Hi, I just did a test for fun and because covid did hurt, so I wanted to gather information about me. I did a tellmegen test, and the alzheimer part says I'm in the bad 3%. More precisely it says, there are 97% of users that have better genes in respect to Alzheimers disease.
So, their website doesn't say why; they just list what has been analyzed, without further information or any of my genotypes. So I had to download the raw data, and most (like 98% or 99%) of the lines in the .csv file show letters in the genotype column.
I searched the SNP number for APOE4 and found the lines. But in one of them my genotype is "--". Is that a sign that the tellmegen just didn't tell me? Redacted it? I asked their support and they said some things, but not really anything about the completeness of the test or their policies.
That's the two matching lines I found:
dupseq-rs7412 19 45412079 CC
ilmnseq_rs429358_ilmnTOP_5AT 19 45411941 --
So, I'm CC on the 7412, but nothing (--) on 429358.
Do you have an idea how to get the data or what's it worth? I'm 42, my grandpa had dementia and my mother is 74 and she's not very good at remembering words but has no dementia.
Kind regards
Re: hi :)
Re: hi :)
Got a reply.
"The probe you are referring to, when it appears - it means that it has failed and the genotype could not be obtained."

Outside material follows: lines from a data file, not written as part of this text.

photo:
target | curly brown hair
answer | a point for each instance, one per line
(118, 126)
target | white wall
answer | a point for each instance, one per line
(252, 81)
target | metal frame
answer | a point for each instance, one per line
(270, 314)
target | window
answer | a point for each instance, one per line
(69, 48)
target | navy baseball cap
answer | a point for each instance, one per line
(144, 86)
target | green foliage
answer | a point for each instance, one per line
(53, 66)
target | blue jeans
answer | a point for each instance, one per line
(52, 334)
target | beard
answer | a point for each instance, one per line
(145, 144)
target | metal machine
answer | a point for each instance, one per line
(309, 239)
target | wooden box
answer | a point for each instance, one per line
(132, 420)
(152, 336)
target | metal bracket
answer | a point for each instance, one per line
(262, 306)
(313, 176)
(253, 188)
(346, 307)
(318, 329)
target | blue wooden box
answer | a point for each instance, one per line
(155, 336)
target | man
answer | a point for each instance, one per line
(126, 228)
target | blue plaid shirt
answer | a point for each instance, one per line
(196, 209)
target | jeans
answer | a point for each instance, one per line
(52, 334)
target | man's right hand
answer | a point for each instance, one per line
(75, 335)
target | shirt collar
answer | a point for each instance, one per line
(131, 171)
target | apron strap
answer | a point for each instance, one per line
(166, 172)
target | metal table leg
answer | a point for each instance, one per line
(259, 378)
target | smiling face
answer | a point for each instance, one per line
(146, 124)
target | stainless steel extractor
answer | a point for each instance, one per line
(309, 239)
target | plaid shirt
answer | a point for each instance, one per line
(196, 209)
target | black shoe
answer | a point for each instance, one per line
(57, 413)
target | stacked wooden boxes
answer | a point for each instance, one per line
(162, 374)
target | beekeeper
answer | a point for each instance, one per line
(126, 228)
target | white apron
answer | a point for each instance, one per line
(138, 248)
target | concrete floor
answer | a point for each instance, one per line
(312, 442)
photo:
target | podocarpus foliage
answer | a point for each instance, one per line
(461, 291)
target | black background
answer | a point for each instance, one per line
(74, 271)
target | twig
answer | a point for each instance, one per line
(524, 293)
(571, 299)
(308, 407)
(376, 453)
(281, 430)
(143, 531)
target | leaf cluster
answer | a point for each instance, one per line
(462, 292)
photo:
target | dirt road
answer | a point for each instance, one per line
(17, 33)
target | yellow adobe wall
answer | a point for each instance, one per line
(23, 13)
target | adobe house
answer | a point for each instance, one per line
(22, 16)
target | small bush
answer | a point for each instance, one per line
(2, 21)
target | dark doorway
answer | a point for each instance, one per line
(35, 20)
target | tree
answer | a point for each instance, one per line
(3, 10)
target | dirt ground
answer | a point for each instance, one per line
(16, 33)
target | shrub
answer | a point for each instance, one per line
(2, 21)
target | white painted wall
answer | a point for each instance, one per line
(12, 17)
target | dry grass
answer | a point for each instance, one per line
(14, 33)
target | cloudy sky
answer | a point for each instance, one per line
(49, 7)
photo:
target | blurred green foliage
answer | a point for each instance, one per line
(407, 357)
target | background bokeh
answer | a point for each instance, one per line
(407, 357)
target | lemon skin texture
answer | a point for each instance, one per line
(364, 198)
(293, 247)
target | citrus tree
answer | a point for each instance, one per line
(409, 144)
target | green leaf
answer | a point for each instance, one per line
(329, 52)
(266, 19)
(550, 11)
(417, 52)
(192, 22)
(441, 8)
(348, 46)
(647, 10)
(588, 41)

Maybe I don't want to know. I mean.. could mean anything. But there's so many lines that ... uh I just won't try again and eat mediterrain diet. Kind regards
PS: Another mail (from Spain I believe) on Sunday (!):
"Yes, we believe it may be a manufacturing error in all Illumina chips.
That's why we ended up using proxy SNPs and imputation so we don't rely so much on a single mutation."
I like them, honest people. Need to remove my 1 star review on Amzn.
Sorry for the unclear things I posted as a newbie. My first gene test. Liked it, they warned be about a super high likelyhood for cataract, and my mom has a little bit cataract, too. And they found out about my UV-triggered psoriasis, so I think they may be right to put me in the 3% section of the alzheimer thing.
Kind regards
"The probe you are referring to, when it appears - it means that it has failed and the genotype could not be obtained."
Maybe I don't want to know. I mean.. could mean anything. But there's so many lines that ... uh I just won't try again and eat mediterrain diet. Kind regards
PS: Another mail (from Spain I believe) on Sunday (!):
"Yes, we believe it may be a manufacturing error in all Illumina chips.
That's why we ended up using proxy SNPs and imputation so we don't rely so much on a single mutation."
I like them, honest people. Need to remove my 1 star review on Amzn.
Sorry for the unclear things I posted as a newbie. My first gene test. Liked it, they warned be about a super high likelyhood for cataract, and my mom has a little bit cataract, too. And they found out about my UV-triggered psoriasis, so I think they may be right to put me in the 3% section of the alzheimer thing.
Kind regards
Last edited by markus123 on Sun Apr 02, 2023 3:58 am, edited 1 time in total.
Re: hi :)
Welcome markus123,markus123 wrote: ↑Sun Apr 02, 2023 3:42 am Got a reply.
"The probe you are referring to, when it appears - it means that it has failed and the genotype could not be obtained."
Maybe I don't want to know. I mean.. could mean anything. But there's so many lines that ... uh I just won't try again and eat mediterrain diet. Kind regards
PS: Another mail (from Spain I believe) on Sunday (!):
"Yes, we believe it may be a manufacturing error in all Illumina chips.
That's why we ended up using proxy SNPs and imputation so we don't rely so much on a single mutation."
I like them, honest people. Need to remove my 1 star review on Amzn.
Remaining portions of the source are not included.